Although 27 Jan was a Sunday, a magistrate was brought into the lock-up (Pudu Jail). At 14:00hr, all the detainees were brought out from the cell to the front entrance.
As usual, many hardworking and righteous lawyers volunteered their service to be our legal defence team. Our defence was led by Amer Hamzah.
We were aware that our defence lawyers had a uphill task to get us out. The DPP’s mission was to remand us for extra days. The DPP communicated to our lawyers that their boss (presumably the AG himself) was adamant that remand must be extended for all. The DPP also rejected our lawyers’ pledge to release some detainees (senior citizens, women, sick, etc.) on compassionate ground.
The two sides began to cross sword in front of Magistrate Norazlin Othman at about 15:00hr. All of us 50 odd people were divided into batches for the remand hearing. Arul and several others were the first to be presented to the magistrate. After an hour of argument, the magistrate ruled that remand be extended for another day based on the ground of “security” and “public order”.
The remand hearing continued the whole afternoon. In all cases, the magistrate granted the extension of remand. This frustrated our defence lawyers. By 18:00hr, everyone including the magistrate and the DPP teams were exhausted.

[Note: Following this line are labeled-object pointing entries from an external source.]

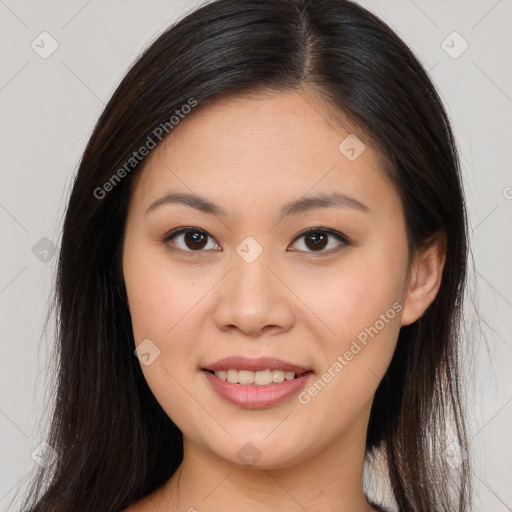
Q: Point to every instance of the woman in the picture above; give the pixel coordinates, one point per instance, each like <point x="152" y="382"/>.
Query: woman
<point x="261" y="275"/>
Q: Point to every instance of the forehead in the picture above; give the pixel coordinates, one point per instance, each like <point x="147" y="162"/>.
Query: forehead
<point x="263" y="148"/>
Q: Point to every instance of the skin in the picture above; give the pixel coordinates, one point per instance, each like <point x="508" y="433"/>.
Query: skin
<point x="251" y="155"/>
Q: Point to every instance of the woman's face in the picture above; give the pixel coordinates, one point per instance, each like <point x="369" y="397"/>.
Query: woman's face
<point x="217" y="266"/>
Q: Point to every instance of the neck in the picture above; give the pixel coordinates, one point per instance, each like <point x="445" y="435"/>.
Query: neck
<point x="327" y="481"/>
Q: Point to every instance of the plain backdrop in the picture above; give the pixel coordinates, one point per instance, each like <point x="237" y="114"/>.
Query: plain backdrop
<point x="49" y="104"/>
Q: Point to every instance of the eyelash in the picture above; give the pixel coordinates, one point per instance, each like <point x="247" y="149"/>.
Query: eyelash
<point x="340" y="237"/>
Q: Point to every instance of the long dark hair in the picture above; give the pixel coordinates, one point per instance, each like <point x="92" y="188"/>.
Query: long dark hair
<point x="114" y="443"/>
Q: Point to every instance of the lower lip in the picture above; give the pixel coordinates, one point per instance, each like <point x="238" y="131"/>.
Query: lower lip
<point x="252" y="396"/>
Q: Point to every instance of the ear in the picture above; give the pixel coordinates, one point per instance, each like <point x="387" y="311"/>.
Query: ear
<point x="424" y="279"/>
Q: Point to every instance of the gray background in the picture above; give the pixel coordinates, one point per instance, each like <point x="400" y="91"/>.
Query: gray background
<point x="48" y="107"/>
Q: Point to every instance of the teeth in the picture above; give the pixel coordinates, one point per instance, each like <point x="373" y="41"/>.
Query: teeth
<point x="259" y="378"/>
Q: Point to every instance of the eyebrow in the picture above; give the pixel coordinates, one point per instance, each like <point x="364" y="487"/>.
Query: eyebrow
<point x="305" y="204"/>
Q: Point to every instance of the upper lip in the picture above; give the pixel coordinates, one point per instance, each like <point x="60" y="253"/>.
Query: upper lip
<point x="254" y="364"/>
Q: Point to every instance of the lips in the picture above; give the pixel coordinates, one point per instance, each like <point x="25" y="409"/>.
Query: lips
<point x="255" y="364"/>
<point x="254" y="395"/>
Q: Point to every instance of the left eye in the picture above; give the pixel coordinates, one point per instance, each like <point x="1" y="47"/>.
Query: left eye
<point x="318" y="239"/>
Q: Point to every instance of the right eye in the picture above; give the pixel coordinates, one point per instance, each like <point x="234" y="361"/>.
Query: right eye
<point x="191" y="239"/>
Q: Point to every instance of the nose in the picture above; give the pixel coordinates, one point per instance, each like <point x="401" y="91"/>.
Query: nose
<point x="254" y="300"/>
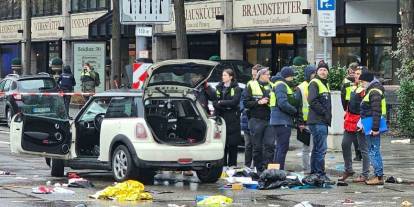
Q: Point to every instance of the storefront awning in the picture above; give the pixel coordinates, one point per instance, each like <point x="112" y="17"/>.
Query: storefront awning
<point x="101" y="28"/>
<point x="170" y="34"/>
<point x="274" y="29"/>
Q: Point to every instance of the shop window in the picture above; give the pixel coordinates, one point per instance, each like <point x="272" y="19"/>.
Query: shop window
<point x="284" y="38"/>
<point x="379" y="35"/>
<point x="46" y="7"/>
<point x="10" y="9"/>
<point x="89" y="5"/>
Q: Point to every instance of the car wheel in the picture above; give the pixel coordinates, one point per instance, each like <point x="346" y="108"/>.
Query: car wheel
<point x="209" y="175"/>
<point x="146" y="176"/>
<point x="47" y="161"/>
<point x="9" y="116"/>
<point x="122" y="164"/>
<point x="57" y="167"/>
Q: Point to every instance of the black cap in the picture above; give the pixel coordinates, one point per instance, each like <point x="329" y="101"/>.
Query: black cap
<point x="366" y="76"/>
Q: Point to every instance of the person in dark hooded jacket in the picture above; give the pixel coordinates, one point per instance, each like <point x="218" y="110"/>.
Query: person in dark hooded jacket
<point x="373" y="106"/>
<point x="227" y="106"/>
<point x="282" y="113"/>
<point x="66" y="82"/>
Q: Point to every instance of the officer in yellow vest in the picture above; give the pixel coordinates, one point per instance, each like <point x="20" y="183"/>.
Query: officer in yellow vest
<point x="374" y="106"/>
<point x="257" y="102"/>
<point x="348" y="85"/>
<point x="319" y="118"/>
<point x="282" y="113"/>
<point x="301" y="95"/>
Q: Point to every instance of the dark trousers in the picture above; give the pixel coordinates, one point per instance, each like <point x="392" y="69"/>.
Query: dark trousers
<point x="248" y="149"/>
<point x="230" y="155"/>
<point x="348" y="139"/>
<point x="263" y="141"/>
<point x="282" y="144"/>
<point x="66" y="100"/>
<point x="320" y="134"/>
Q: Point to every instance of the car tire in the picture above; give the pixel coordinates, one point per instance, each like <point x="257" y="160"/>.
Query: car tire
<point x="57" y="167"/>
<point x="146" y="176"/>
<point x="9" y="116"/>
<point x="121" y="159"/>
<point x="47" y="161"/>
<point x="209" y="175"/>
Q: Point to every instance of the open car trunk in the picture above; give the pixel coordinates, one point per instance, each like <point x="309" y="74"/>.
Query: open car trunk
<point x="175" y="121"/>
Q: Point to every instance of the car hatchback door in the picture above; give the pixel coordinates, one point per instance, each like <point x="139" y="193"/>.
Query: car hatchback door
<point x="45" y="133"/>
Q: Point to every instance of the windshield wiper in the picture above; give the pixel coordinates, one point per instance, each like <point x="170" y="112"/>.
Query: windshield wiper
<point x="162" y="92"/>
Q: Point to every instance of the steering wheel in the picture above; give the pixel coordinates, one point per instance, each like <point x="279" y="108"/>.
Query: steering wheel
<point x="98" y="121"/>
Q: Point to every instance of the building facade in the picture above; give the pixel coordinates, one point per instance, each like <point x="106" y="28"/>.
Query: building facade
<point x="273" y="32"/>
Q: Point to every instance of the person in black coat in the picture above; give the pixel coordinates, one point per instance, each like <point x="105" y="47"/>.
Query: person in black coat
<point x="227" y="106"/>
<point x="66" y="82"/>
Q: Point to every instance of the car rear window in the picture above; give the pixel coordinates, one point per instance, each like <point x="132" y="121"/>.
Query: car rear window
<point x="37" y="84"/>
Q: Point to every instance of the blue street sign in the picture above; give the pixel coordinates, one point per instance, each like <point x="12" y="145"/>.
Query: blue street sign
<point x="327" y="5"/>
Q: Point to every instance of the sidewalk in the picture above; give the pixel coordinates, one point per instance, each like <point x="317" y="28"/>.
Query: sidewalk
<point x="398" y="159"/>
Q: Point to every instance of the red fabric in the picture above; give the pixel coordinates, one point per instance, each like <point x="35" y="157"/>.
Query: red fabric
<point x="351" y="121"/>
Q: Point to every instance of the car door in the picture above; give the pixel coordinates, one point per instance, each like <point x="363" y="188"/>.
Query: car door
<point x="40" y="134"/>
<point x="2" y="99"/>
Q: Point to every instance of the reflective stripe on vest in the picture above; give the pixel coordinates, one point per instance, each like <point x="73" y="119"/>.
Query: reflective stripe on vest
<point x="383" y="102"/>
<point x="218" y="93"/>
<point x="257" y="89"/>
<point x="273" y="95"/>
<point x="321" y="87"/>
<point x="304" y="90"/>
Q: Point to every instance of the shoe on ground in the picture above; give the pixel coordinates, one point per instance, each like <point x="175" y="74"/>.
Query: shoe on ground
<point x="345" y="176"/>
<point x="375" y="181"/>
<point x="360" y="179"/>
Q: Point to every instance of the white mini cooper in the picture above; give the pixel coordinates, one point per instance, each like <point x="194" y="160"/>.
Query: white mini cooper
<point x="132" y="133"/>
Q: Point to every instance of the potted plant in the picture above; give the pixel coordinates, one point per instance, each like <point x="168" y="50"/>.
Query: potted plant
<point x="16" y="65"/>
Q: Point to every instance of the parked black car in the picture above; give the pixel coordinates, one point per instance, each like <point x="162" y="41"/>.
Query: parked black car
<point x="12" y="101"/>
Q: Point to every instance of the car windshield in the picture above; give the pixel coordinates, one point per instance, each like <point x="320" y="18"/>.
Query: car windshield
<point x="37" y="84"/>
<point x="189" y="75"/>
<point x="51" y="106"/>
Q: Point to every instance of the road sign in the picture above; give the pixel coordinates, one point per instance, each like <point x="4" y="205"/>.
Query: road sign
<point x="145" y="11"/>
<point x="326" y="18"/>
<point x="143" y="31"/>
<point x="326" y="5"/>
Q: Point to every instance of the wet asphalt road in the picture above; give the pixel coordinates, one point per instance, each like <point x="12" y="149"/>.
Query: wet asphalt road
<point x="173" y="188"/>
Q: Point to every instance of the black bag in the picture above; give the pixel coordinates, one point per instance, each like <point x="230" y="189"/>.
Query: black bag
<point x="304" y="136"/>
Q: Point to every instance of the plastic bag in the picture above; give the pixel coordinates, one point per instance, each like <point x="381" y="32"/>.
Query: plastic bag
<point x="215" y="201"/>
<point x="129" y="190"/>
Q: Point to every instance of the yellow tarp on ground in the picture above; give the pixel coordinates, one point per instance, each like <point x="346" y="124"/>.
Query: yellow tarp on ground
<point x="129" y="190"/>
<point x="215" y="201"/>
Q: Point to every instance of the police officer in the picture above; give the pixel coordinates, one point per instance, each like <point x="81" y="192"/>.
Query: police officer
<point x="257" y="101"/>
<point x="66" y="82"/>
<point x="227" y="106"/>
<point x="319" y="119"/>
<point x="348" y="85"/>
<point x="88" y="79"/>
<point x="244" y="122"/>
<point x="301" y="95"/>
<point x="373" y="106"/>
<point x="283" y="112"/>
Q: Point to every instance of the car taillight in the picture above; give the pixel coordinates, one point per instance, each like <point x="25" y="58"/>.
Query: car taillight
<point x="17" y="96"/>
<point x="217" y="133"/>
<point x="140" y="131"/>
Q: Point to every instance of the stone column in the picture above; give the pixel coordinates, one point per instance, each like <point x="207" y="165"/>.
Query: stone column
<point x="231" y="45"/>
<point x="66" y="44"/>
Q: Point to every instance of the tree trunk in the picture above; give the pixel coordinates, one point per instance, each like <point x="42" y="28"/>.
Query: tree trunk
<point x="116" y="46"/>
<point x="28" y="38"/>
<point x="180" y="28"/>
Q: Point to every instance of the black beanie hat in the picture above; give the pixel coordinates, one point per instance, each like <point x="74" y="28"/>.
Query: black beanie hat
<point x="366" y="76"/>
<point x="287" y="72"/>
<point x="323" y="65"/>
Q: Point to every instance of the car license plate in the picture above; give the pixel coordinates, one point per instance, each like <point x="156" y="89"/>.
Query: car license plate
<point x="41" y="110"/>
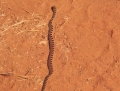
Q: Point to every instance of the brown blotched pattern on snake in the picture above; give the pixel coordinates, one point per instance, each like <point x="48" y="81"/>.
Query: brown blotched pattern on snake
<point x="51" y="48"/>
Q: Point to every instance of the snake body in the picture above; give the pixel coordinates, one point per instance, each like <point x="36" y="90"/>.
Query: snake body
<point x="51" y="48"/>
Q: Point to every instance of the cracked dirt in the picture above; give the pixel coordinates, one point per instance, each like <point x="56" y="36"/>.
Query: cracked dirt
<point x="87" y="45"/>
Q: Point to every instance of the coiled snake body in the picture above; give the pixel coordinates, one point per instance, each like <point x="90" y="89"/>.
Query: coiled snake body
<point x="51" y="48"/>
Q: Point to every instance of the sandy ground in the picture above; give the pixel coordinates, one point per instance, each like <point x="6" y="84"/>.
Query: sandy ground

However he DPP reiterated their stand to insist on extension of remand for all. Our defence lawyers consulted us but we decided to go on defending every case. This meant the hearing would go on until midnight. That we were prepare to do. After all, we had nothing to lose.
For that reason, some of us decided to do our own defence. Every individual would speak on his or her own behalf. Amer and other lawyers stayed on to help whenever they could.
My hearing was grouped together with Dr Hatta Ramli and Jonson Chong as we were arrested on the same spot. But for some strange reason, we were also grouped with 7 others (including Ginie and Tan Chee Hooi) who had been arrested at the KLCC.
All of us put up a good fight. We argued with the IO and DPP for about one and half hour. Our debate only concluded at exactly 22:00hr.
To our surprise the magistrate was convinced by our arguments and rejected the application for remand. She even said: “OKT tidak ada kiatan dengan kesalahan”(the detainees have no connection with the alleged crime).
10 of us were freed!
My joy was not because of the freedom, rather I felt great having denied the pleasure of the AG.
At 23:00hr, Jonson, Hatta, me and others walked out of the gate of Pudu Jail, greeted by our cheerful supporters.
The road to freedom, to free us from the yoke of bigotry, idiocy, stupidity, hypocrisy encapsulted in Umno’s treacherous pit is a long and bitter one. Gandhi was jailed more than a thousand times, Martin Luther King was jailed a hundred times and Mandela spent 25 years in jail. In the end they prevailed. Tian Chua and his fellow Malaysians have been punched, kicked, spat at, abused, tortured and jailed by the Malaysian Gestapo, but in the end they will prevail. The Malaysian Gestapo may be a terror organisation sanctioned by Umno and its ilk, but justice will prevail. What goes around will come around. The chickens will come to roost one day. When that day comes, Umno and the Gestapo will have to pay for their crimes against humanity.
How did you put forward your arguments? That will be interesting.